On February 15, 1990, an Administrative Law Judge (ALJ) for the Equal Rights Division of the Department of Industry, Labor and Human Relations issued a decision in the above-captioned matter concluding that the Respondent violated the Wisconsin Fair Employment Act when it refused to give any consideration for employment to anyone who is of Cuban origin. Based on the violation found, the ALJ ordered Respondent to post a copy of his decision at its place of employment and to pay the Complainants'' counsel attorneys fees and costs for services in behalf of the Complainants. The ALJ concluded that the Complainants themselves were not entitled to relief, however, since neither had submitted an application for employment and because there were no longer any assembler positions available when they sought employment at the Respondent.

Counsel for the Respondent filed a timely petition for Commission review, asserting that the ALJ erred in concluding that Respondent had violated the Act, and in awarding attorneys fees and requiring that Respondent post a copy of his decision at its place of employment.

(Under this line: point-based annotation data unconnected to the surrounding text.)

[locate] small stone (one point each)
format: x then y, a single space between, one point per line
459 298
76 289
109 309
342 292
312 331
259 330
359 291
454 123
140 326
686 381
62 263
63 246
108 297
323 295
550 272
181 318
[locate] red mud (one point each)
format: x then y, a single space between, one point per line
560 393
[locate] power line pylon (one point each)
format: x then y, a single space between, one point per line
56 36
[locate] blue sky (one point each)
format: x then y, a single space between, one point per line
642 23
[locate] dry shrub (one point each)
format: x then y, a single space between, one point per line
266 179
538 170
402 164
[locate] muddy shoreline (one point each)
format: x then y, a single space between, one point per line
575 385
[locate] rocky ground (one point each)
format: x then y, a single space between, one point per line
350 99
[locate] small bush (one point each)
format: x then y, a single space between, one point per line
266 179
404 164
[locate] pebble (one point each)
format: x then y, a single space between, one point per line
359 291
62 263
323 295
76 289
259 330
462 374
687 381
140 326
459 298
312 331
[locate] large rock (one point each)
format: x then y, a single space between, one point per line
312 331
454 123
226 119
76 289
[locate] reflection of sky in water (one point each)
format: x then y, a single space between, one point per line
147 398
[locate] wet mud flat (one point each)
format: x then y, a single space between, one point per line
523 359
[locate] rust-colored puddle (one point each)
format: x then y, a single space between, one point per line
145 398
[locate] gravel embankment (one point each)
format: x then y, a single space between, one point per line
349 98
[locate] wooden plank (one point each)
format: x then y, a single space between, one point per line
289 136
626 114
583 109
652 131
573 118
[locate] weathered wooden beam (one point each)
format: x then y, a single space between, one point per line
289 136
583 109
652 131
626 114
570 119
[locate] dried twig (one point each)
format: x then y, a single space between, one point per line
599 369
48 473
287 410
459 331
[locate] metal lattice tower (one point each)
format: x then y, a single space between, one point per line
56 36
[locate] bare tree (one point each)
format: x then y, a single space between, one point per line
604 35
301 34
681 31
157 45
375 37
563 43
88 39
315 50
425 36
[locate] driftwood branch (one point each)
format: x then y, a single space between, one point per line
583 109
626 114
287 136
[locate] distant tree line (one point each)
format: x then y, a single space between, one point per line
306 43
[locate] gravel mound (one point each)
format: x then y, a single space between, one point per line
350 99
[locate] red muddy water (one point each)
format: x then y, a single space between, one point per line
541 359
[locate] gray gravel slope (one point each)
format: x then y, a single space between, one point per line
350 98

Respondent subsequently submitted written arguments to the Commission. No appeal was filed by Complainants' counsel, and no written arguments were submitted in response to the Respondent' s written arguments.

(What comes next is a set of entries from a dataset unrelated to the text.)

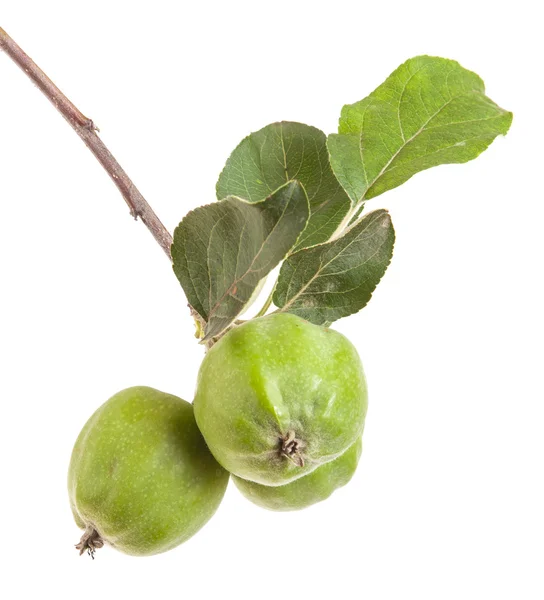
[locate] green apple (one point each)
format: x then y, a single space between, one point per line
141 477
305 491
278 396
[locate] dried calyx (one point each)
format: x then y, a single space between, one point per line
90 542
291 448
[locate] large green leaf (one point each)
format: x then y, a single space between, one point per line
333 280
221 251
281 152
430 111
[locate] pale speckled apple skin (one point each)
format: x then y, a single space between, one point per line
141 473
305 491
273 375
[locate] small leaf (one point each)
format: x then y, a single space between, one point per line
280 152
334 280
430 111
221 251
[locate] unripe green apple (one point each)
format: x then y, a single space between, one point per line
141 477
304 491
278 396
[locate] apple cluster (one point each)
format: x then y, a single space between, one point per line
280 405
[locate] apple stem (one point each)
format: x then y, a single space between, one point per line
291 448
87 131
90 542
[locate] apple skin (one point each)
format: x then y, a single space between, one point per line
305 491
273 379
141 474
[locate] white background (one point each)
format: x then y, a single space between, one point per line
448 499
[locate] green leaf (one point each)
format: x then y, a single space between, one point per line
336 279
221 251
430 111
281 152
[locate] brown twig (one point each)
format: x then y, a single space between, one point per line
86 130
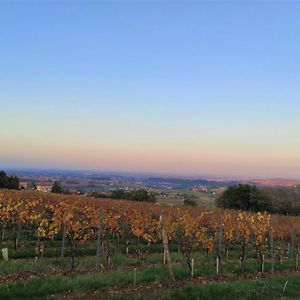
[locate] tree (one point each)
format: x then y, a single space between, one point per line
245 197
56 188
9 182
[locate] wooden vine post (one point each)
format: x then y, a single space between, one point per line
219 247
64 237
98 244
166 248
271 248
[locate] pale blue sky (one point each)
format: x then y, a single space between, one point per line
198 87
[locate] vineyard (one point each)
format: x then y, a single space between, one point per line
59 244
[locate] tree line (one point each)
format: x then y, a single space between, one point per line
140 195
275 200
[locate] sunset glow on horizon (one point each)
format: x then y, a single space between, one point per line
163 87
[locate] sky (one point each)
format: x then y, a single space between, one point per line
177 87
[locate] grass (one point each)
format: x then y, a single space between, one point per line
247 290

Based upon a review of the record in its entirety, the Labor and Industry Review Commission hereby issues the following:


The decision of the Administrative Law Judge (copy attached) is modified as follows:

1. Paragraphs 2 and 3 of the CONCLUSIONS OF LAW are deleted. The following shall become paragraph 2 of the CONCLUSIONS OF LAW:

"2. The Respondent did not violate the Wisconsin Fair Employment Act."

2. Paragraphs 1, 2, 3 and 4 of the ORDER are deleted. The following paragraph shall be inserted as the ORDER herein:

"The complaints of Camilo Dominguez and Victor Ferrer are dismissed."

3. Also, based on the above conclusion that the Respondent did not violate the Act the last paragraph of the ALJ' s Memorandum Opinion must be rejected.

Accordingly, insofar as the Administrative Law Judge' s decision held that the Respondent violated the Act and Respondent was ordered to provide certain relief, that decision is reversed. The ALJ's decision is otherwise affirmed.

Dated and mailed January 30, 1991

/s/ Kevin C. Potter, Chairman

/s/ Carl W. Thompson, Commissioner

/s/ Pamela I. Anderson, Commissioner


The crucial findings made by the Administrative Law Judge with respect to the Complainants' claim of national origin discrimination are contained in paragraphs 5 and 6 of the decision. Those findings read as follows:

5. On May 25, 1984, Bentley called Lawrence and told him that she wanted to refer two people that were qualified to him. She attempted to describe their experience and also said that references could be provided. Lawrence kept interrupting Bentley and stating, "If they are Cuban, no way." He continued to say that he had had bad experience with Cubans at his work place and was not interested in Cubans.

6. In mid-May of 1984, a Jack Sabotta, an employe of the Sawdust Factory referred two students, David and Craig Angiers, to Lawrence for the assembler positions. Lawrence interviewed David Angiers and hired both prior to the end of their school year, which was about two weeks before they started working. They began their employment on June 4, 1984. As a result, there were no assembler positions available at the Sawdust Factory when Bentley talked to Lawrence about referring Dominguez and Ferrer to him. (1)

On appeal, the Respondent asserts that the ALJ erred in concluding that it violated the Act, and in awarding attorneys fees and requiring Respondent to post a copy of his decision at its place of employment.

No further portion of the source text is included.